Ultimate access to all questions.
A data engineer has three tables in a Delta Live Tables (DLT) pipeline. They have configured the pipeline to drop invalid records at each table. They notice that some data is being dropped due to quality concerns at some point in the DLT pipeline. They would like to determine at which table in their pipeline the data is being dropped.
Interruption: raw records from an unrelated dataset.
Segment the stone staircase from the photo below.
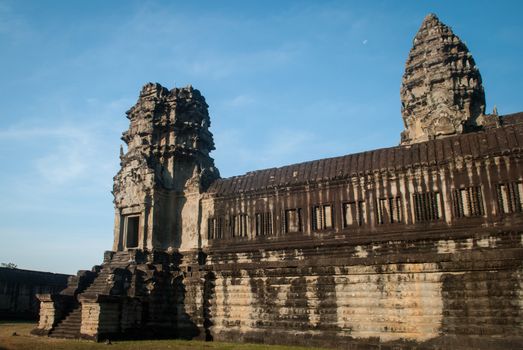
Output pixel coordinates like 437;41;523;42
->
81;268;111;294
49;252;135;339
49;304;82;339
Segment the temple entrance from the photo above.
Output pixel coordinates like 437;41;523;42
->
125;216;140;248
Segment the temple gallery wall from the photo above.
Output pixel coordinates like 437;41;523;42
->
29;14;523;349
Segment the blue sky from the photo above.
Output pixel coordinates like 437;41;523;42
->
0;0;523;273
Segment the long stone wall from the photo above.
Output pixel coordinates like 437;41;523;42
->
207;227;523;349
0;267;69;320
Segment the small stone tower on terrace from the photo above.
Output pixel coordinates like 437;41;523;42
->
113;83;219;250
400;14;495;145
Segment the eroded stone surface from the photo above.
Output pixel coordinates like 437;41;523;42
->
401;14;492;144
31;15;523;349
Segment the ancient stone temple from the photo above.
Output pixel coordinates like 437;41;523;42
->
34;15;523;349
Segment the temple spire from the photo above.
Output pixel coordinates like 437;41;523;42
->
401;13;485;144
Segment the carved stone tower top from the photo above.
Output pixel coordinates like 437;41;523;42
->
401;14;485;145
113;83;220;250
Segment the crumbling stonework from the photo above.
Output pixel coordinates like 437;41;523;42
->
0;267;68;320
401;14;496;144
34;15;523;349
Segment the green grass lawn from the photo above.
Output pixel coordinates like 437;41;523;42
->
0;321;324;350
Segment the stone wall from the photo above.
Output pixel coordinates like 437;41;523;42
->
0;267;69;320
202;225;523;349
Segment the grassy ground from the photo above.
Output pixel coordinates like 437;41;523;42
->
0;322;322;350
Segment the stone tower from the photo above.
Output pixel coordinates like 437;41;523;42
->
113;83;219;251
400;14;492;145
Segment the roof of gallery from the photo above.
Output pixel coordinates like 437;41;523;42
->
208;112;523;196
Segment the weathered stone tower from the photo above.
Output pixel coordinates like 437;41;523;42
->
113;84;219;252
400;14;496;145
34;15;523;350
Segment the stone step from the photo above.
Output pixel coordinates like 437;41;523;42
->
49;305;82;339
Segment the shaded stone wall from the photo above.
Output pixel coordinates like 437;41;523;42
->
0;267;69;320
202;138;523;349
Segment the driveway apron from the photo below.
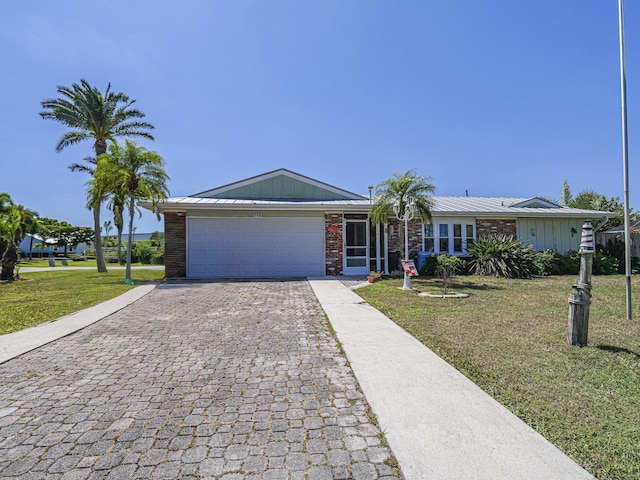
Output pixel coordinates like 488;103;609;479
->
0;279;401;479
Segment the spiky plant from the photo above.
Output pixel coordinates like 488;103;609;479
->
467;235;536;278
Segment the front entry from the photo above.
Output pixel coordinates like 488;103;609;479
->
343;214;370;275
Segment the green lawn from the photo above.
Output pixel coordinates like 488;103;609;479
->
19;257;148;270
0;270;164;335
356;275;640;480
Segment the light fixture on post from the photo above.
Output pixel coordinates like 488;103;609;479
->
393;197;418;290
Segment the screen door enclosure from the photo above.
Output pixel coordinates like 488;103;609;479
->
344;215;369;275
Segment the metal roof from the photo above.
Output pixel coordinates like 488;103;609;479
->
140;196;619;218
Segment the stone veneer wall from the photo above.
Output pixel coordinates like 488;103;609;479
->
164;212;187;278
388;218;422;261
324;213;343;275
476;218;517;238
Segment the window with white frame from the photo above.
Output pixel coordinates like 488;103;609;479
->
422;218;476;255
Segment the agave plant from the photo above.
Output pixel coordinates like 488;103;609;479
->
467;235;536;278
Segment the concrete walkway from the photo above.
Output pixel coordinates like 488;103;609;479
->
0;284;155;364
0;278;403;480
0;277;593;480
309;277;594;480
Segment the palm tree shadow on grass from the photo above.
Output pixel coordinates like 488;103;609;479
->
593;345;640;360
413;277;504;291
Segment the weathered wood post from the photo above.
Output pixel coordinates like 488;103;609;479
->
567;220;595;347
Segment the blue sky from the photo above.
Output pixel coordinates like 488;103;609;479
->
0;0;640;232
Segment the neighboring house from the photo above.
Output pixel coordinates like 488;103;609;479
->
596;220;640;259
18;232;160;258
141;169;615;278
18;234;56;257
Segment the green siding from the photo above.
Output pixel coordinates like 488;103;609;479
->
211;175;353;201
516;218;583;253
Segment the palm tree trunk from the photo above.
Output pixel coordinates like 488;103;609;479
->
93;205;107;273
0;242;18;281
125;195;136;282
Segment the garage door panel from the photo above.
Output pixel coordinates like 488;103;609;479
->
187;217;325;277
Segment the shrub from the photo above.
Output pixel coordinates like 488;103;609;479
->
436;255;464;294
418;255;438;277
468;235;536;278
593;252;618;275
151;245;164;265
131;240;156;265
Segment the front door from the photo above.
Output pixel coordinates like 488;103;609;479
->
344;215;370;275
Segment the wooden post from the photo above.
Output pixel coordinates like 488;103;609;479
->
567;220;595;347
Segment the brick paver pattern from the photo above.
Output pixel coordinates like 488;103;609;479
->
0;279;401;480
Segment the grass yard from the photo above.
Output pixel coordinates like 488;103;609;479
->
19;257;142;270
0;270;164;335
356;275;640;480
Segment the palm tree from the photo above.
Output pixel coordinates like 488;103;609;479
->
69;157;124;265
40;79;154;272
0;202;38;280
369;170;436;258
95;140;169;282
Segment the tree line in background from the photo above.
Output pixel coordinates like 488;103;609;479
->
40;79;169;282
0;192;94;280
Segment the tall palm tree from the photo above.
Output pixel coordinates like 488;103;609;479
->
369;170;436;258
40;79;154;272
69;157;124;265
95;140;169;282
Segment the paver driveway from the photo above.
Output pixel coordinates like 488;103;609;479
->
0;280;394;479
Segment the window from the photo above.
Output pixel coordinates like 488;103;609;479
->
453;223;462;253
438;223;449;252
423;218;476;255
464;225;475;251
424;223;435;252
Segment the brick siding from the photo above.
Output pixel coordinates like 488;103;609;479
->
164;212;187;278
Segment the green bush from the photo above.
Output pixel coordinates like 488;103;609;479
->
131;240;156;265
151;245;164;265
418;254;438;277
468;235;536;278
436;255;464;294
593;252;619;275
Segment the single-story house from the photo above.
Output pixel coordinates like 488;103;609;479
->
141;169;609;278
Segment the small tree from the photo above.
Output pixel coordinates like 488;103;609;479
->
369;170;436;260
94;140;169;282
0;205;20;281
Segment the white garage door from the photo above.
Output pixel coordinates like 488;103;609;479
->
187;217;325;277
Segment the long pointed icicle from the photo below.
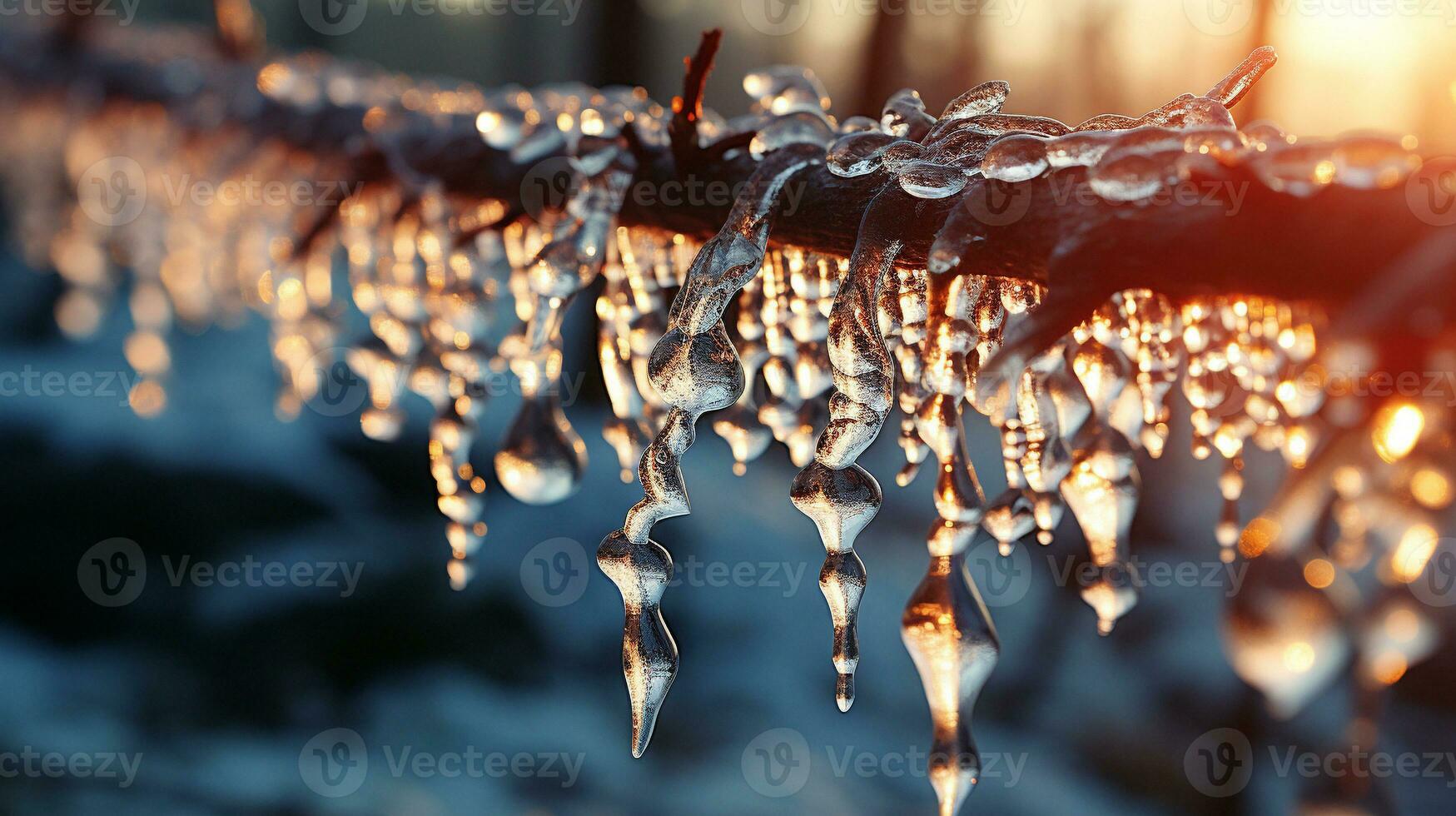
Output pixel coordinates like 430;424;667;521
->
791;184;914;711
597;144;824;756
900;256;1001;816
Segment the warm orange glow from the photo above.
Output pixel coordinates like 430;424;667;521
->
1390;525;1437;585
1370;651;1409;686
1239;517;1280;558
1370;402;1425;462
1285;641;1314;674
1304;558;1335;589
1411;468;1452;510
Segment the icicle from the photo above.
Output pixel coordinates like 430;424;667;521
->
597;146;822;756
793;187;913;711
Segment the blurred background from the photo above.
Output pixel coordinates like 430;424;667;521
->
8;0;1456;814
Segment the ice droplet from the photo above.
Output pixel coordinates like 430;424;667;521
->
495;395;587;505
828;132;896;178
789;462;884;711
981;136;1050;182
748;111;834;159
597;144;822;756
941;80;1011;121
900;522;1001;816
879;87;935;142
897;162;970;198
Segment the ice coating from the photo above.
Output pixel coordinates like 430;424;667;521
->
597;146;822;756
902;256;1001;814
955;47;1419;214
789;462;884;711
495;153;632;505
793;185;912;711
11;27;1454;810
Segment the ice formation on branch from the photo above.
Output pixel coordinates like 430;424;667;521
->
0;21;1456;814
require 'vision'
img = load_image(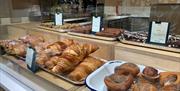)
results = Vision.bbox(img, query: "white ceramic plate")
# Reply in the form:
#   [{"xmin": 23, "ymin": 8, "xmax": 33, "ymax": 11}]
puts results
[{"xmin": 85, "ymin": 60, "xmax": 163, "ymax": 91}]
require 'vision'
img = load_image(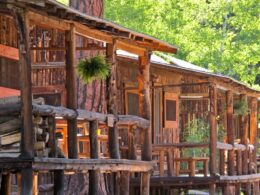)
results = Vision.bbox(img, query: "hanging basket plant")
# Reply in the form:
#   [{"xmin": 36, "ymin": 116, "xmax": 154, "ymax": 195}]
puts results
[
  {"xmin": 77, "ymin": 55, "xmax": 109, "ymax": 83},
  {"xmin": 233, "ymin": 100, "xmax": 248, "ymax": 116}
]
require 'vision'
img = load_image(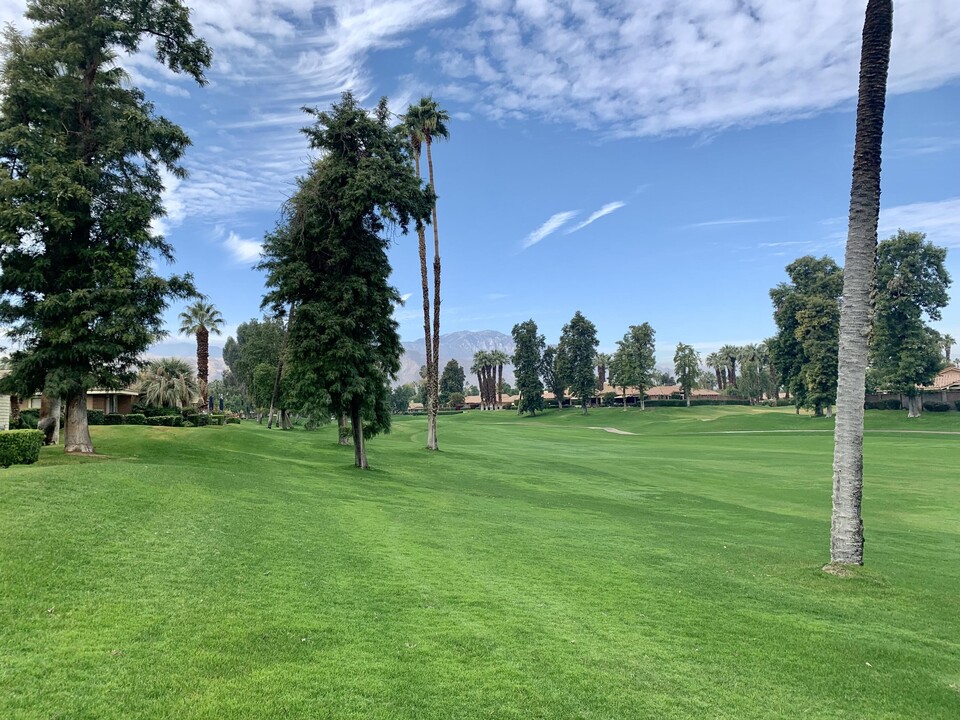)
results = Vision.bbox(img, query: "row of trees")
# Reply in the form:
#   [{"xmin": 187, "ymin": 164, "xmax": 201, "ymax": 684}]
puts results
[
  {"xmin": 767, "ymin": 230, "xmax": 953, "ymax": 417},
  {"xmin": 0, "ymin": 0, "xmax": 211, "ymax": 453}
]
Which approach can the data engineer take to identify the table that is dropping the records?
A
They can set up separate expectations for each table when developing their DLT pipeline.
B
They can navigate to the DLT pipeline page, click on the "Error" button, and review the present errors.
C
They can set up DLT to notify them via email when records are dropped.
D
They can navigate to the DLT pipeline page, click on each table, and view the data quality statistics.
Explanation:
Correct Answer: D - They can navigate to the DLT pipeline page, click on each table, and view the data quality statistics.
Why Option D is correct:
Why other options are incorrect:
Option A: Setting up separate expectations for each table is a development-time configuration, not a monitoring approach. While expectations define what constitutes valid/invalid data, they don't help identify which table is currently dropping records during pipeline execution.
Option B: The "Error" button typically shows pipeline execution errors or failures, not data quality drops. Dropped records due to quality concerns are not considered errors in the traditional sense - they're expected behavior when expectations are violated.
Option C: While DLT can be configured to send notifications, email notifications don't provide the granular detail needed to identify which specific table is dropping records. Notifications typically alert about pipeline failures or completions, not detailed data quality statistics per table.
Key Concept: Delta Live Tables provides built-in data quality monitoring through the Databricks UI, where users can view expectation metrics for each table, including counts of records that passed and failed expectations, helping identify where data is being filtered out in the pipeline.